Pikiran Rakyat, 12 Jun 2010.

Sebelum Ejaan yang Disempurnakan (EYD) diresmikan kita menulisnya “Tjina”, sesudah EYD diresmikan kita menulisnya “Cina”, karena “tj” diganti dengan “c”. Akan tetapi sebagian dari orang Cina peranakan di Indonesia menganggap kata “Cina” itu mengandung penghinaan. Mereka lebih suka mempergunakan kata “Tionghoa” untuk menyebut nama bangsa dan nama bahasanya dan “Tiongkok” untuk menyebut nama negaranya. Tidak pernah jelas penghinaan apa yang terkandung dalam kata “Cina” itu. Namun anehnya, mereka sendiri kalau berbicara dalam bahasa Inggris menggunakan kata “China”. Begitu juga untuk menyebut nama bangsa dan nama negaranya, baik yang di benua Asia (People’s Republic of China) maupun yang di pulau Taiwan (Republic of China). Yang ganjil kalau dalam bahasa Indonesia dianggap mempunyai unsur menghina, tetapi dalam bahasa Inggris disambut baik. Artinya tidak dianggap mengandung unsur menghina. Padahal pemakaian kata “Cina” dalam bahasa Melayu sejak dahulu dianggap wajar saja.

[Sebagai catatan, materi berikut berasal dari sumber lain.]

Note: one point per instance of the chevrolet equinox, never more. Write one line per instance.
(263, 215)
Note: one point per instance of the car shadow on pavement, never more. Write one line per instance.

Kata “Cina” dalam bahasa Melayu sampai masuk ke dalam peribahasa dan menjadi ungkapan yang biasa digunakan sehari-hari tanpa ada kandungan penghinaan, misalnya peribahasa yang berbunyi “bagai Cina karam” atau ungkapan “baju potongan Cina”. Dalam bahasa Sunda juga ada peribahasa yang berbunyi “jiga Cina dipangwayangkeun”.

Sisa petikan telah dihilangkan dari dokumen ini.